It is often seen that people overemphasize the role of machine learning instead of downloading the knowledge in the human brain. This is wrong, why?
In many cases, the knowledge gained by relying on machine learning is limited. Humans are far more capable of acquiring knowledge than machines. Take earthquakes, for example: if learning purely from data, it takes many earthquakes in Chile before machines can learn the link between earthquakes and copper prices. Human beings can gain knowledge by experiencing it once. And it can also be carried forward: from Chile to other countries, from earthquakes to various disasters and accidents, from copper mines to other supply chains… This kind of ability is beyond the reach of machines. Recently, after the Meng Wanzhou incident, all Huawei’s suppliers were quickly found on the Internet, and their market value was reassessed. This is the logic…

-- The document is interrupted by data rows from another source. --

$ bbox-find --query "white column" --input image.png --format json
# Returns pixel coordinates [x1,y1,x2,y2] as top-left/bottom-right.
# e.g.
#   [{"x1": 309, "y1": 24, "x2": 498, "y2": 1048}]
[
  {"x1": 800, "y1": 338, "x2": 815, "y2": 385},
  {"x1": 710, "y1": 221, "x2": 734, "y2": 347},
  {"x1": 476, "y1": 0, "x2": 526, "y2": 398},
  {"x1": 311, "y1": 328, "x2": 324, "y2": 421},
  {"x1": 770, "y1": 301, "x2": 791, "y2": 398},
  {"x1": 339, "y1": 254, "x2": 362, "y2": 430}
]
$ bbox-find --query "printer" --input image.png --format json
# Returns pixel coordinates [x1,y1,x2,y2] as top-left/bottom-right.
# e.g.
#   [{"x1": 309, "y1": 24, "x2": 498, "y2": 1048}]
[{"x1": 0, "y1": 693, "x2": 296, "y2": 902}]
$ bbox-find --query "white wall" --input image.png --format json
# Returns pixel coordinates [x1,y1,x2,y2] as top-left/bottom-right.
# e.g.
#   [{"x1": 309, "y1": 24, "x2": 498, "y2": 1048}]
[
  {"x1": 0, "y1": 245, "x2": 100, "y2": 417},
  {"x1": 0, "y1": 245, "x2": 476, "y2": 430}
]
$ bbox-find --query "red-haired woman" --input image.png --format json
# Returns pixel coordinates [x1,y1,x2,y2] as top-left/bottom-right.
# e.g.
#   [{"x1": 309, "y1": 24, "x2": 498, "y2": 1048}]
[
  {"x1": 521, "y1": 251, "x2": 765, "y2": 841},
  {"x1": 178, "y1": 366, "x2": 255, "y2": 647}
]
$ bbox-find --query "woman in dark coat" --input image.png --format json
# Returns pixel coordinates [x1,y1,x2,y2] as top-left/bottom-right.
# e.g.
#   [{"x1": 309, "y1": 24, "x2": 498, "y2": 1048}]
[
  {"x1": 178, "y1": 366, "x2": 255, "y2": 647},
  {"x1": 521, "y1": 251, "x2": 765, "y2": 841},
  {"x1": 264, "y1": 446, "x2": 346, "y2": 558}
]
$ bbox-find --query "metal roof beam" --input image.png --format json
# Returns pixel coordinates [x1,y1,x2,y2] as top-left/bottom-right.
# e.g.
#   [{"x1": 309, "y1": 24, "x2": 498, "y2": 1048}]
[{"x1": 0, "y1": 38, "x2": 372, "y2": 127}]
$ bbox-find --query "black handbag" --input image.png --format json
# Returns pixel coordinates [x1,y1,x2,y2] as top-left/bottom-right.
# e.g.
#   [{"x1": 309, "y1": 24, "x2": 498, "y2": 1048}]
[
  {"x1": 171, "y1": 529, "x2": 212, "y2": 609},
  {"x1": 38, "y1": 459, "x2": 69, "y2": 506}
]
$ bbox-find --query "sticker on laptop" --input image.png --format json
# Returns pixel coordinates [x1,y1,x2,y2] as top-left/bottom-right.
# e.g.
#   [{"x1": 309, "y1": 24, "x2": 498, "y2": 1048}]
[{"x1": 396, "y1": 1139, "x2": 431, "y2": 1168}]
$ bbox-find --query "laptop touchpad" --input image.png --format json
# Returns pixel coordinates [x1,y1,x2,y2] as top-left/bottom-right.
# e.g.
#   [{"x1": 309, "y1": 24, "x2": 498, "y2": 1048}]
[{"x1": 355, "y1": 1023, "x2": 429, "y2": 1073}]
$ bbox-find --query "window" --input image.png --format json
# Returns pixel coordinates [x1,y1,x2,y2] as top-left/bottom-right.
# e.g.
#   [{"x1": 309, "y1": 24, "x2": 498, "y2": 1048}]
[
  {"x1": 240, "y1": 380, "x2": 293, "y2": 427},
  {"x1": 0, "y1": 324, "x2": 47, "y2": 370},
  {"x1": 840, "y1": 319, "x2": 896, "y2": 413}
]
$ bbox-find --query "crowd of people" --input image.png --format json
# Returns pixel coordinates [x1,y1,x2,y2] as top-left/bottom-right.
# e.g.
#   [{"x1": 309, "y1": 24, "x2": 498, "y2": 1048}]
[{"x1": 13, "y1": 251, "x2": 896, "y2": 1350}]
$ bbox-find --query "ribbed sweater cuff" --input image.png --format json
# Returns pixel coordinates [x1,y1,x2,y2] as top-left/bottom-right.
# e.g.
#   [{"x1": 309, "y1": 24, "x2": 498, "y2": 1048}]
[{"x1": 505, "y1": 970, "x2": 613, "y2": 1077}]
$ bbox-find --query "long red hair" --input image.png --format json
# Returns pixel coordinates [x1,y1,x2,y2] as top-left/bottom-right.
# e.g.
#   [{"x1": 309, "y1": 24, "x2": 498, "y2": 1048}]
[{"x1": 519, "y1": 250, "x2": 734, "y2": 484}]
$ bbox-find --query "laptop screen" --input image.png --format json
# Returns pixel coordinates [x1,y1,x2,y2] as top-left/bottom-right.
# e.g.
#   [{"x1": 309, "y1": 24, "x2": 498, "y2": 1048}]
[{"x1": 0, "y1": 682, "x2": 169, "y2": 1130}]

Turning the knowledge in the human brain into machine knowledge is often more reliable than direct machine learning.In other words, the knowledge of intelligent systems needs to be provided by humans, which is the norm. In an intelligent system, the knowledge in the human brain is the “staple food”, and the knowledge acquired by machine learning is often “MSG”. Of course, in some cases, the role of machine learning is also irreplaceable. A traditional difficulty in intelligence is that perceptual knowledge cannot be encoded. For example, a human driver would brake at a red traffic light. If a machine is to realize this cognition, it needs to learn to recognize red traffic lights – in the past, the machine’s image recognition ability was weak. An important reason for the rapid development of smart cars recently is the ability to master this knowledge through machine learning. However, these occasions are mainly used to simulate human perceptual cognition, and are not commonly used in industrial production occasions.

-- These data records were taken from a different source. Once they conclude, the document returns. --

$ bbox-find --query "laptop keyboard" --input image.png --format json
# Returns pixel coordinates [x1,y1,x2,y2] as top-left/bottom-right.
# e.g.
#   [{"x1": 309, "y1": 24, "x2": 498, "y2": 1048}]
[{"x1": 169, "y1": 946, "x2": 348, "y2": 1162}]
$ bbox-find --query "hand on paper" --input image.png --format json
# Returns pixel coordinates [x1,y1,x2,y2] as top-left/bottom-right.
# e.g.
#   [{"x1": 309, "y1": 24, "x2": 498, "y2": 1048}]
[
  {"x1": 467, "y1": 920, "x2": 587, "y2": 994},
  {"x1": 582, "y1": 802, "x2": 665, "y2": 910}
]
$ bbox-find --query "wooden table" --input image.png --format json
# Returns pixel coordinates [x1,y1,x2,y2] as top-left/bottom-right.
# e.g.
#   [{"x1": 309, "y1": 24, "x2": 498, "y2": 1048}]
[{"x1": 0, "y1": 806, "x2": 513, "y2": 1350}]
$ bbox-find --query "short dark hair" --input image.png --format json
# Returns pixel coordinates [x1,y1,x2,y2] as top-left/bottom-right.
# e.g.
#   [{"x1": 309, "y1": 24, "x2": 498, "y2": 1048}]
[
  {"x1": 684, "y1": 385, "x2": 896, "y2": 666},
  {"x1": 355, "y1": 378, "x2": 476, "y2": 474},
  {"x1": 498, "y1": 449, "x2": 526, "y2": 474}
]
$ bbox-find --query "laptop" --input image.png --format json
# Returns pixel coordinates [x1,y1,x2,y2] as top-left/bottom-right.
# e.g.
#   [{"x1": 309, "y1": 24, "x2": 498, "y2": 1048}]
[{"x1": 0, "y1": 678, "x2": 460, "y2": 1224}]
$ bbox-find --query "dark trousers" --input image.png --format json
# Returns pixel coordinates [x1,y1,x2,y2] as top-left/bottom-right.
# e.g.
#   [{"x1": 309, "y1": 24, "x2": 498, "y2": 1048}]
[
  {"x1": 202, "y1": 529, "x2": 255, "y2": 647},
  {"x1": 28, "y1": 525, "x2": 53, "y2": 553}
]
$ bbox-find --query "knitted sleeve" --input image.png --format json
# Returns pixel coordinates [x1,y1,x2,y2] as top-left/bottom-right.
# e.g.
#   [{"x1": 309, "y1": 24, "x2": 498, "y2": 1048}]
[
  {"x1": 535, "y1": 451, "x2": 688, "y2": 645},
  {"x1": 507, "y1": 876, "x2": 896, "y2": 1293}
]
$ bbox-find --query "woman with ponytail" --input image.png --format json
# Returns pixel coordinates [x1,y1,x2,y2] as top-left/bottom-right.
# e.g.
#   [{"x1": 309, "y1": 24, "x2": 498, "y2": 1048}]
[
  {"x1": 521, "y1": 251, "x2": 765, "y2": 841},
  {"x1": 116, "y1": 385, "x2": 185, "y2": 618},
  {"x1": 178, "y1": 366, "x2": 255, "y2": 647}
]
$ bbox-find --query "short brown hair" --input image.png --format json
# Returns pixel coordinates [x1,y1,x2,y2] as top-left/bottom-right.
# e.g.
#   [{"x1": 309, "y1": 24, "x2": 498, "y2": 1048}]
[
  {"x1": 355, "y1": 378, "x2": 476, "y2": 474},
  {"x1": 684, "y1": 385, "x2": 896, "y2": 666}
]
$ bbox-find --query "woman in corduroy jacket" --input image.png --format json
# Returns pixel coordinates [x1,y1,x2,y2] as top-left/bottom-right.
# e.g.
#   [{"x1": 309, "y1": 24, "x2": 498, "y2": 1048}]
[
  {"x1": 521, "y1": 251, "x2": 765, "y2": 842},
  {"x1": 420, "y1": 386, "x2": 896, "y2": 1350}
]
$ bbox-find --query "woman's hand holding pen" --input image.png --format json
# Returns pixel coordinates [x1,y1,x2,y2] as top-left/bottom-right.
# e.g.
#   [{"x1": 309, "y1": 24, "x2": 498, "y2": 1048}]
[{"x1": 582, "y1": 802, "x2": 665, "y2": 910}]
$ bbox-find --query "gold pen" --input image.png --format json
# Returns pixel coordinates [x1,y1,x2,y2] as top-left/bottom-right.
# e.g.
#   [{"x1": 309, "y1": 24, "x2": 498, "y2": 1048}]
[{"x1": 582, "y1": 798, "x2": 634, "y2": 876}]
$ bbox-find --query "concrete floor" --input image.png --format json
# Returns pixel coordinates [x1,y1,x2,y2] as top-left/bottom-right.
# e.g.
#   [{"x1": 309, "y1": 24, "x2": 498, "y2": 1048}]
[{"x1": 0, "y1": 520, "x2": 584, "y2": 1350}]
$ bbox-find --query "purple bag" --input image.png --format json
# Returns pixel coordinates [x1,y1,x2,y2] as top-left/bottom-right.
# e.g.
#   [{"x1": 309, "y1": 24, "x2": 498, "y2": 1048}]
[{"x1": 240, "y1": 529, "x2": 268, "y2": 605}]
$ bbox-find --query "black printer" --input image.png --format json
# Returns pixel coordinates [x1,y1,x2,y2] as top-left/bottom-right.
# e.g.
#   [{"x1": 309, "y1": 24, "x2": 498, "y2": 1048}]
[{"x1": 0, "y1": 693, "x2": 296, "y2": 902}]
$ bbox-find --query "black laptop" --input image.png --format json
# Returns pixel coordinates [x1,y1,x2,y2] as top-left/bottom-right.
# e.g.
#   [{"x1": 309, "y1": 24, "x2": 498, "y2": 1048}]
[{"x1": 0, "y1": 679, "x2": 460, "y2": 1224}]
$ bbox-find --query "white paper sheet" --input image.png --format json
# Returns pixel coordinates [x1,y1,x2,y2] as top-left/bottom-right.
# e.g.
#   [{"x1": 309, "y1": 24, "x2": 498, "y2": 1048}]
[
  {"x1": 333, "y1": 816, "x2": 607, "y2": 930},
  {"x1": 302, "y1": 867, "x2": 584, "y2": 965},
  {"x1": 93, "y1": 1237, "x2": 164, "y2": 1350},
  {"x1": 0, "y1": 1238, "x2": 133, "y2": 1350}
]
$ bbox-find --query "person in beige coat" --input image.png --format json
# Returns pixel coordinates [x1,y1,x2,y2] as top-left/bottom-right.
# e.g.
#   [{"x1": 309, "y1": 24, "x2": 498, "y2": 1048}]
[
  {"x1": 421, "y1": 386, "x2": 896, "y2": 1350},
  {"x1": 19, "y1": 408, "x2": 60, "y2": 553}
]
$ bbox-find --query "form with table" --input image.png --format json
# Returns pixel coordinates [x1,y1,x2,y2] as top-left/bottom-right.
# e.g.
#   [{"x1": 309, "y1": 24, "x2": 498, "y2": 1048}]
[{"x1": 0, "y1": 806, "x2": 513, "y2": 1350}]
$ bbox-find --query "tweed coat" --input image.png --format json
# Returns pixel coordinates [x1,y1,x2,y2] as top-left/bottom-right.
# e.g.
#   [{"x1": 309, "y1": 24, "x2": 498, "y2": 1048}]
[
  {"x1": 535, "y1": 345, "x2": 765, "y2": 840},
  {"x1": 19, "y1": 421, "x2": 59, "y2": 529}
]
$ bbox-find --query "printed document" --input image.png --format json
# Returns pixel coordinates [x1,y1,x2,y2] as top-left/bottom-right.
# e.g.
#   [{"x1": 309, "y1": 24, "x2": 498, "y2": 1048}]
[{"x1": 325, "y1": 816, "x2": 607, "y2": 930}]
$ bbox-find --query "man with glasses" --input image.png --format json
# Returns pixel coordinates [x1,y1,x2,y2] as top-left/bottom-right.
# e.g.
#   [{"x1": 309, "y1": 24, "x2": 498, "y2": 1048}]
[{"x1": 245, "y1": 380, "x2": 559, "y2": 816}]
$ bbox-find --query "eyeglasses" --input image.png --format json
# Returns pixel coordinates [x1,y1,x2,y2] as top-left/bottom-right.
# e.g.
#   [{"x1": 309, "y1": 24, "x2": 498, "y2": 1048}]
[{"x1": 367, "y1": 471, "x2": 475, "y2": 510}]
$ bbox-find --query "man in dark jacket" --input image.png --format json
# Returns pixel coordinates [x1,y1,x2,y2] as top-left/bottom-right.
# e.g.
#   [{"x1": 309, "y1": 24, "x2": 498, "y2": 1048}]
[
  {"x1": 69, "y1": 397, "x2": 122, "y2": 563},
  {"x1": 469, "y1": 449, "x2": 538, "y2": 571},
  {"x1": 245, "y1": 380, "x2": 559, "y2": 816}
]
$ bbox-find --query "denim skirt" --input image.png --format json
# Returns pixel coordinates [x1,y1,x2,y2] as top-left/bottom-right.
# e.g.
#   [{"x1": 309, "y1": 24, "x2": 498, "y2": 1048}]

Cybernetics regards the unity of “perception, decision-making, and execution” as intelligence.But control theory rarely talks about “cognitive abilities.” I think an important reason is: the input signals of the control system have clear meanings, such as pressure, flow and so on. There is often a “short-circuit” between perception and cognition. However, in the process of moving from “automation” to “intelligence”, the importance of “cognition” has increased.
We often refer to data analysis techniques, which essentially improve cognitive capabilities from data: what does a change in some information mean? For example, according to the boiler thermal efficiency, exhaust gas temperature and other data, comprehensively judge whether the chimney is blocked. This is actually cognition.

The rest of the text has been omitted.